Tips for Cooking With Kids, Part II – Bringing a Recipe Full Circle

1. Pick the recipe together. Look through a cookbook together, and have your kids play a big part in choosing the recipe. They’ll have more fun making it, and eating it, if they have a say.

2. Make restaurant food at home. Think of favorite foods from restaurants and try to recreate them in your own kitchen. You can encourage eating at home by bringing homemade versions of restaurant food to your table. From chicken fingers to lasagna, there are bound to be recipes available for the foods you love at restaurants.

3. Try to plan healthy meals. Cooking at home is the perfect opportunity to make nutritious meals with less of the salt, fat, and preservatives you’ll find in some restaurant and store-bought foods. It’s a great way to show your kids that great food can (and should) be healthy.

4. Make a cooking schedule. Make cooking together a regular event. You and your kids can pick a day to cook together — every Friday, or the first Sunday of the month. If you want, you can also have a more whimsical schedule, like baking cookies on rainy weekend days.

5. Go shopping together. Once you’ve decided on a recipe, make a shopping list together. Go to the grocery store with your kids and have them help select each item. Consider having a budget for the shopping list. Older kids can bring a calculator and make sure you stay within your limits. This may give them a new perspective on asking for treats — once they see how much money can be spent on unplanned junk food, they may think twice about asking for those chips or cookies.

6. Read the labels with your kids. Part of shopping for a recipe means buying the right amount of food. And if you’re trying to cook healthier versions of foods, you may have to choose between a couple versions of an ingredient.
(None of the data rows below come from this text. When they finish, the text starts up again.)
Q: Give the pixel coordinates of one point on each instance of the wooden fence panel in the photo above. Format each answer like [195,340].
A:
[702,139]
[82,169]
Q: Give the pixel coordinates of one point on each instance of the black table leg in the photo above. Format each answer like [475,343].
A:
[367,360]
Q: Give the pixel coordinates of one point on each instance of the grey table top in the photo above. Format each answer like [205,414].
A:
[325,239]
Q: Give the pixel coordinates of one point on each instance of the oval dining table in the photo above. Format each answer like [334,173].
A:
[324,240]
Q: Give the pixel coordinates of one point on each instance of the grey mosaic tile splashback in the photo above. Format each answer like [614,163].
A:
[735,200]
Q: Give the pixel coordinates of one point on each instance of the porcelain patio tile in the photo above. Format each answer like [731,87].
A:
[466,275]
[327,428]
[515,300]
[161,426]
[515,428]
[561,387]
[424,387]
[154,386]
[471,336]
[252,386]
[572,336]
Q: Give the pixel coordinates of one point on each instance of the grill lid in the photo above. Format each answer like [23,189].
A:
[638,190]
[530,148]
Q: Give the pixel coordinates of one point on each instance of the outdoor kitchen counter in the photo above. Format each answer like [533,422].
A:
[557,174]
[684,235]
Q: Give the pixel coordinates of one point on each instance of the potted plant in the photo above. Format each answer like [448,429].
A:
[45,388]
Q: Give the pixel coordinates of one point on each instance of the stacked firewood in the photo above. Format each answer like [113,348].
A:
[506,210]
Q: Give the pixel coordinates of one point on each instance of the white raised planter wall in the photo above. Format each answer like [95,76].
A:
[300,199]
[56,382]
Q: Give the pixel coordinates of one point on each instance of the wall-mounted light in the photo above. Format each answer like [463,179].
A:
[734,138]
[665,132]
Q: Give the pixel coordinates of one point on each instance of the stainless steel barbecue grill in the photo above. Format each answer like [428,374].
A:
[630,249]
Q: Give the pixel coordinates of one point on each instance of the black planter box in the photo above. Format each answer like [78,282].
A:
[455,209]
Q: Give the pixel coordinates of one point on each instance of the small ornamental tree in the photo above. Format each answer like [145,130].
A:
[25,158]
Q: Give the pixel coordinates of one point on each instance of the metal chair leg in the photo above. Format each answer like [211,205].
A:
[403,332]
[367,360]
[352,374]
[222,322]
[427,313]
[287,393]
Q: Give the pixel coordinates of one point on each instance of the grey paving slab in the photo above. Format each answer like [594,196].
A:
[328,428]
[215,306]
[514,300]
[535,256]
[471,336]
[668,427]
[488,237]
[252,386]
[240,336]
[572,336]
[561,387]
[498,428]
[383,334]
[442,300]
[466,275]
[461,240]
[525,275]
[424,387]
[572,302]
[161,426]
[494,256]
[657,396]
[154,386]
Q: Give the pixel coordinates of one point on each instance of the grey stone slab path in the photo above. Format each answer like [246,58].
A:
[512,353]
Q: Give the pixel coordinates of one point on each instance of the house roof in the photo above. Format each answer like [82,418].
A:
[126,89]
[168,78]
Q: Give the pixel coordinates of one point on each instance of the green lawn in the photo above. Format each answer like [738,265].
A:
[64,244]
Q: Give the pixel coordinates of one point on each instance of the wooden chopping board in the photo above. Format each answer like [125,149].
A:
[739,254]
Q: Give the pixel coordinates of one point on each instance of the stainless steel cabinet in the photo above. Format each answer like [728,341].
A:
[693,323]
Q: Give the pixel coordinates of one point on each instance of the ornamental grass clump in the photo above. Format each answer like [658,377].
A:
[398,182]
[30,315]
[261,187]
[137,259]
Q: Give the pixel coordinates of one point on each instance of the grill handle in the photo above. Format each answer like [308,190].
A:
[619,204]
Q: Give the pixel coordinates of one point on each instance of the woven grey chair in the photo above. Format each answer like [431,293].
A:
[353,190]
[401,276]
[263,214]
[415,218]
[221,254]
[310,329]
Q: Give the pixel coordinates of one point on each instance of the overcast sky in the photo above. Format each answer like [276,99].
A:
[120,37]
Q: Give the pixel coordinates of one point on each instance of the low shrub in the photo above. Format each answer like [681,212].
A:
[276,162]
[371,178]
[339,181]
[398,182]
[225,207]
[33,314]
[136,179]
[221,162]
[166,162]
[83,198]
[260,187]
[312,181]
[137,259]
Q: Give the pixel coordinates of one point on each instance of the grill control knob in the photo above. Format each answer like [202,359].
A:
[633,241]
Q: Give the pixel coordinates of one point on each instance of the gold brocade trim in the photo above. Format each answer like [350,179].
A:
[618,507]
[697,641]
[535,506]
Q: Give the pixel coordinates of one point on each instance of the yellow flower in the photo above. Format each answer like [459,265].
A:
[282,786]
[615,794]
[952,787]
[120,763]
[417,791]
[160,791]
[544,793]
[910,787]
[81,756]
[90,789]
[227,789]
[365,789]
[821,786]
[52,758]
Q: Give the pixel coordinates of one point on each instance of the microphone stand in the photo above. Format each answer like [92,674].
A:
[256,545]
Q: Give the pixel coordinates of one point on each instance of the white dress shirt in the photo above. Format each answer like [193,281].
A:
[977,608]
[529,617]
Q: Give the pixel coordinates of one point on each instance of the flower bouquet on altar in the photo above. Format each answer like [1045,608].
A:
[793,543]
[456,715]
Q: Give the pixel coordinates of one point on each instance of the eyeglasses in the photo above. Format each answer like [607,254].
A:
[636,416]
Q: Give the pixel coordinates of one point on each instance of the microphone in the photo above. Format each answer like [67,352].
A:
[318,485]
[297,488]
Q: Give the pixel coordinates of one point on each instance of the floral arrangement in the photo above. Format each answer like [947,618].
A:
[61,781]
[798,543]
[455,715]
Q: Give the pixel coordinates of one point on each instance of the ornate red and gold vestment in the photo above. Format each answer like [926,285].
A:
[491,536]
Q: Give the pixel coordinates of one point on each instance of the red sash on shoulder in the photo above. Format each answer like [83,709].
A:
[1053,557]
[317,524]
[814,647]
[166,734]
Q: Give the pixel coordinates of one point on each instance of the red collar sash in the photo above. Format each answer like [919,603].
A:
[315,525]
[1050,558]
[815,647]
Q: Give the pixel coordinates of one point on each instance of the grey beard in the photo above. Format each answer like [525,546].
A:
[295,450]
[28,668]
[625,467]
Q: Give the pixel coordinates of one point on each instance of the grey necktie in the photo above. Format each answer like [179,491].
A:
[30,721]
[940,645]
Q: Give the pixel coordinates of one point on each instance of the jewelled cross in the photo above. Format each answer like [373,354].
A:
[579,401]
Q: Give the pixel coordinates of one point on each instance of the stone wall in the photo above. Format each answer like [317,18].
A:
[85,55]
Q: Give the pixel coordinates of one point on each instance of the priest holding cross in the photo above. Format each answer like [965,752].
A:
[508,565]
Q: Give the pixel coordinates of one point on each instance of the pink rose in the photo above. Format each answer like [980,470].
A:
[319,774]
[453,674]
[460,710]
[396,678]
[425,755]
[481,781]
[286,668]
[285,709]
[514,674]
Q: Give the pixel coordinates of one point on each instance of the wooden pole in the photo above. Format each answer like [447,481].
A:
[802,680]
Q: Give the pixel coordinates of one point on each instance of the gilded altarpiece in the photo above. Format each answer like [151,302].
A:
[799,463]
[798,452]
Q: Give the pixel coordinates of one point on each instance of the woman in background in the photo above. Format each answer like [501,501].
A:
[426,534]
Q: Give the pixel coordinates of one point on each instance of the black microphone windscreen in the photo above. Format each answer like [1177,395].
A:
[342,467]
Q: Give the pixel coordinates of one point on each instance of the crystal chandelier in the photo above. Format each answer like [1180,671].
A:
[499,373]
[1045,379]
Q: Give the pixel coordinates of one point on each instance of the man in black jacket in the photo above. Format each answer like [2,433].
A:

Have your kids read the labels with you, both for the size and nutritional content. Decide together what the best choice is.

7. Put the food away together. Younger kids especially need to learn basics about what goes in the refrigerator, what goes in the freezer, and what can be stored in the cupboard. Discuss what happens to certain foods — like mold growing on cheese and curdled milk — if they’re left at room temperature.

8. Pick out side dishes, drinks, and dessert. Green beans or peas? Rolls or biscuits? Milk or soda? Don’t forget all the little things that can make a good recipe even better.

9. Have your kids set the table and determine dinnertime. Preparing the food is only part of dinnertime. Give your kids the responsibility of setting the table and gathering the family. This way, the kids will get to see the entire process from beginning to end.

10. Plan what to do with leftovers. Leftovers can be a tough sell for kids, but come up with some ideas together on what to do with food after the dinner. For example: Thursday’s chicken can become part of Friday’s salad or sandwich, while Sunday morning’s bacon can be an afternoon BLT.